Perhaps this simply refers to different assumptions. I think we can agree that Mozilla invests their resources in a strange way though.
This is an "OS"-feature, where OS means the GUI-Framework that Firefox is using to integrate with the DE.
> If the OS doesn’t provide the feature, then that is the OS’s decision to make, and the browser should respect it.
That's a very strange claim. Nearly everything in any app is something the OS is not providing; that's why apps exist in the first place, to enhance the environment.
> Why would I want text input in one app to have a feature that text input in other apps lacks?
Why should they cripple themselves willingly; just to align with others? Especially as this is a web browser, which has become the main way of interaction with a big part of the world.
So this sounds like not working as expected I guess.

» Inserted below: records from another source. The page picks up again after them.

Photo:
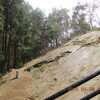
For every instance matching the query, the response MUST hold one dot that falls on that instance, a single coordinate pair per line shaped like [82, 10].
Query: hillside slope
[56, 70]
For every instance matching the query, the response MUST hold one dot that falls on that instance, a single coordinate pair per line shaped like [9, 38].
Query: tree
[78, 23]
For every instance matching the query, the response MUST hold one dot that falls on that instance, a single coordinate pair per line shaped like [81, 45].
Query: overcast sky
[47, 5]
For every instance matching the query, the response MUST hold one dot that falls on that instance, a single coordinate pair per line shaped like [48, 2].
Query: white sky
[47, 5]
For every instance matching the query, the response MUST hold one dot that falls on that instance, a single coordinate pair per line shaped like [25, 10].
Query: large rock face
[66, 65]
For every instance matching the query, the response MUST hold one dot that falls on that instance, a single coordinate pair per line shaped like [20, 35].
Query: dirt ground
[56, 70]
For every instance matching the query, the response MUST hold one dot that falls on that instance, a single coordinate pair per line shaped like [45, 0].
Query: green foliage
[2, 56]
[78, 22]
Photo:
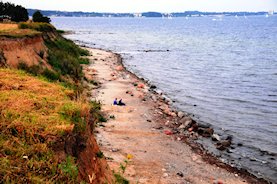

That `ctrl + .` now opens the emoji picker on Linux seems to very much be intended, judging by this release post: https://www.firefox.com/en-US/firefox/150.0/releasenotes/
> Added support for the GTK emoji picker on Linux, allowing users to insert emoji using the system shortcut (typically Ctrl+.).
> Linux [...] system shortcut
So it makes sense that they do not get the emoji picker, as they are in windows. I use macos and I also get the multiacccount container. On macos the emoji system-wide shortcut is ctrl+cmd+space.
Is there some kind of Linux standard for this? Something that stores shortcuts in a single plain text file, so they're all visible and easily manageable?
In hindsight, I probably should have made it clear that this change is for Firefox 150 on Linux specifically.
Mozilla is really focusing on how to break the Google monopoly.
With the POWER of the Emoji, Mozilla will succeed here. I ... suppose?
Ladybird browser can't come soon enough.
The list of things I don't want in a browser is growing.